Fintech means streamlined communication and more convenient financial and banking solutions for consumers. It’s also making life easier for businesses and their customers, too. Combining finance with digital technology, it offers more reliable, convenient, innovative, and secure platforms for facilitating transactions and other services at faster speeds than the brick-and-mortar and even earlier online alternatives. 

Just how, specifically, is Fintech solving problems for businesses of all sizes? There are plenty of ways, from enabling them to accept payments on the go with ease to allow them to offer better customer service to current and prospective clients.

It allows businesses to accept payments — practically anywhere

Finding a way for customers to pay for products via digital technology doesn’t seem like it should be all that difficult, but there are many intricacies. That happens due to the many payment methods available, issues like tax discrepancies in different locations, processing fees, and other issues. 

Fintech has the answer, though, in the form of platforms like Square.

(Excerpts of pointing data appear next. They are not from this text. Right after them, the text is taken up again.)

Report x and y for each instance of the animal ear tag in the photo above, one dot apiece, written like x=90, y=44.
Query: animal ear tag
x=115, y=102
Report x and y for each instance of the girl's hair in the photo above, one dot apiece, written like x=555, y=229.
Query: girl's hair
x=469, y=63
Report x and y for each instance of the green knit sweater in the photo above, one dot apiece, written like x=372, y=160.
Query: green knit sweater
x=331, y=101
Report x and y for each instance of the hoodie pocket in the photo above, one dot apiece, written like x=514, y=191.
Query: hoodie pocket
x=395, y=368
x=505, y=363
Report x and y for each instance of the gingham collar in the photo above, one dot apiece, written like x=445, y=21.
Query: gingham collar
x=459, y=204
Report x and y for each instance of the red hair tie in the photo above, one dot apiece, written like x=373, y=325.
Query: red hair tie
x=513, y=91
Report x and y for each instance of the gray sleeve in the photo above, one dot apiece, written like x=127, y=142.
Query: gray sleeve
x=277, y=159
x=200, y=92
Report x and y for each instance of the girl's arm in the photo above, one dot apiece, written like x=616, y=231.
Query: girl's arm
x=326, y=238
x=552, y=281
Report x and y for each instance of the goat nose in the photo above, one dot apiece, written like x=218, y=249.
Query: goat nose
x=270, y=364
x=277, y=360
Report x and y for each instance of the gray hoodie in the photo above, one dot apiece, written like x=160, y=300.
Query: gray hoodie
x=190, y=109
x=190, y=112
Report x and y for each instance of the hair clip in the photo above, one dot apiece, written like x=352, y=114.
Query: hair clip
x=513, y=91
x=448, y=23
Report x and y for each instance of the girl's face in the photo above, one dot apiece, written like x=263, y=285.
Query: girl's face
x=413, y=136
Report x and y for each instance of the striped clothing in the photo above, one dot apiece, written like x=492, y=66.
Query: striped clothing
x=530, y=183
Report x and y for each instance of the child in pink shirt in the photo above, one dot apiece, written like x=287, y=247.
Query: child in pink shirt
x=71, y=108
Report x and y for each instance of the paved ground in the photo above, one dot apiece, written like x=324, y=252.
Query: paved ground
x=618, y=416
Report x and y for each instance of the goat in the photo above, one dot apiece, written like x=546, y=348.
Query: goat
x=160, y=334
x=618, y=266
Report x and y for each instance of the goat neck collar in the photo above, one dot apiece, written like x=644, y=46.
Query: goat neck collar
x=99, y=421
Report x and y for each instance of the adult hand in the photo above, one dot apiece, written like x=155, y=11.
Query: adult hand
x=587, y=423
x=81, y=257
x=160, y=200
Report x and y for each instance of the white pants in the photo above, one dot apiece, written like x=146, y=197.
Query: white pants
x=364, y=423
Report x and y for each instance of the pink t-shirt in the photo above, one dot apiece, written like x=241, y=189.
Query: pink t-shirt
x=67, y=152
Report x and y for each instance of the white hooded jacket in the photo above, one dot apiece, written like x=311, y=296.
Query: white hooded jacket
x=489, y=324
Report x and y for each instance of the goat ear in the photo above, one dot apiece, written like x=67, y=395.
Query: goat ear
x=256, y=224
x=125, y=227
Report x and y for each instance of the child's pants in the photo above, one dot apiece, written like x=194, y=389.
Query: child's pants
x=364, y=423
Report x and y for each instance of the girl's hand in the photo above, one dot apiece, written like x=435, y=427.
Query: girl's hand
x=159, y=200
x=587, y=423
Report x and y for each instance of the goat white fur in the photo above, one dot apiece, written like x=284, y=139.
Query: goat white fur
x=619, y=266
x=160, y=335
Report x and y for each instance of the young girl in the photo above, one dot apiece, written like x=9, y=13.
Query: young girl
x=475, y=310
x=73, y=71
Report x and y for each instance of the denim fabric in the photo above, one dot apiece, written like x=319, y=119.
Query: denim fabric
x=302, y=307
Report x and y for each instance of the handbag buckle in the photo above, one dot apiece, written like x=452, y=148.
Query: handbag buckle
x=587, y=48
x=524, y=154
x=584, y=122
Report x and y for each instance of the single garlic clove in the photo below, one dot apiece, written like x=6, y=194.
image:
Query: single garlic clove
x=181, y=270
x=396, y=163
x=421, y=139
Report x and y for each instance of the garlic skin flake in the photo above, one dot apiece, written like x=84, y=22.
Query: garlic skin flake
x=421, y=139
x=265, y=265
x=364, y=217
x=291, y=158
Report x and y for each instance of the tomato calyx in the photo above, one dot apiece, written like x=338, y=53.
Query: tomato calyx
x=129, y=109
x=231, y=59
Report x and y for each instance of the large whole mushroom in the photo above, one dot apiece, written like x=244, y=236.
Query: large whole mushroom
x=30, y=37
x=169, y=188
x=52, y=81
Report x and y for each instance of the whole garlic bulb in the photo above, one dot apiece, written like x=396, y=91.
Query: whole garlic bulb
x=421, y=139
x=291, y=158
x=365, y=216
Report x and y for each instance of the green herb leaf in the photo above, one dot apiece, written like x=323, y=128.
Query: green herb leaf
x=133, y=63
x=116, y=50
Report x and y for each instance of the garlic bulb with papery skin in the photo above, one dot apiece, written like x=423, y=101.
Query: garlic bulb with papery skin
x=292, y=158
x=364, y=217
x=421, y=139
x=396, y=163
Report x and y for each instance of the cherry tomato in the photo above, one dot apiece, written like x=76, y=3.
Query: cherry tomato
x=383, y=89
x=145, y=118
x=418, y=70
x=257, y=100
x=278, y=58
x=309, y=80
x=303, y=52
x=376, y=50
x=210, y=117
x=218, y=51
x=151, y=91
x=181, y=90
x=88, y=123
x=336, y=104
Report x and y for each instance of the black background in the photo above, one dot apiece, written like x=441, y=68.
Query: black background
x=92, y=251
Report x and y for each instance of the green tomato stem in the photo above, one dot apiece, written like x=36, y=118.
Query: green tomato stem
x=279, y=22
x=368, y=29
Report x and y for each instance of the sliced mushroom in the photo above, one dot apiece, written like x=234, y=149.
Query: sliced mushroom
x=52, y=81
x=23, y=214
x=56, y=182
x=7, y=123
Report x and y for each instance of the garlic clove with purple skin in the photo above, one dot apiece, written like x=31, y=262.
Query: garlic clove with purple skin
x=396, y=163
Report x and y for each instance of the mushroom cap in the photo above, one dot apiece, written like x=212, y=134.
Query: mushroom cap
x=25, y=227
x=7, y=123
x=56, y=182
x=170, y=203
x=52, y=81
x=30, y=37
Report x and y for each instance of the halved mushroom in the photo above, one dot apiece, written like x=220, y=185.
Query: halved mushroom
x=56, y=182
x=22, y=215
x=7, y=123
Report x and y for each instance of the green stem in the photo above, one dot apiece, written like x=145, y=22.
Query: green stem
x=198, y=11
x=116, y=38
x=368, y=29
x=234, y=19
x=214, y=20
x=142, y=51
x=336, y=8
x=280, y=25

A small attachment adapter allows businesses to swipe credit cards and accept payment on the go — even when they’re not connected to WIFI — whether they’re in a conference hall, restaurant, greenmarket, or storefront. Today, many businesses use Square with a stand to replace a cash register, so it’s no longer just for transactions away from their home base.

Stripe is another helpful Fintech tool that allows businesses to accept payments. The major difference between the tools is that while Square is primarily used for payments made in-person, Stripe focuses on online payments usually made remotely.

Securing transactions

Security is a huge concern for both businesses and consumers. Fortunately, blockchain technology has made transactions a lot safer and easier for organizations and people who use it. Essentially, the technology keeps a record of information within a transaction in a “block” that’s linked to other blocks on a virtual chain — hence the name. The blockchain is encrypted and enormously difficult to corrupt because altering one block will affect the entire ledger. 

Moreover, transactions don’t require third-party, intermediary processing, which means they occur much more quickly than they would if they did need an intermediary, as transactions typically do, as well as safely. This is helpful for many types of businesses, such as retail, which benefits from secure, swift transactions. Even fast-food chains like Starbucks and Burger King are accepting cryptocurrency in some locations, with transactions conducted via apps. 

Digitizing currency

Some countries, such as Sweden, are already well on their way to becoming cashless societies. The Harvard Business Review reported that cash transactions under $20 had dropped to 37% in 2019 in the United States, down from 46% in 2015. Digital currency could be well on its way to replacing physical currency for good, increasing efficiency, speed, and convenience. 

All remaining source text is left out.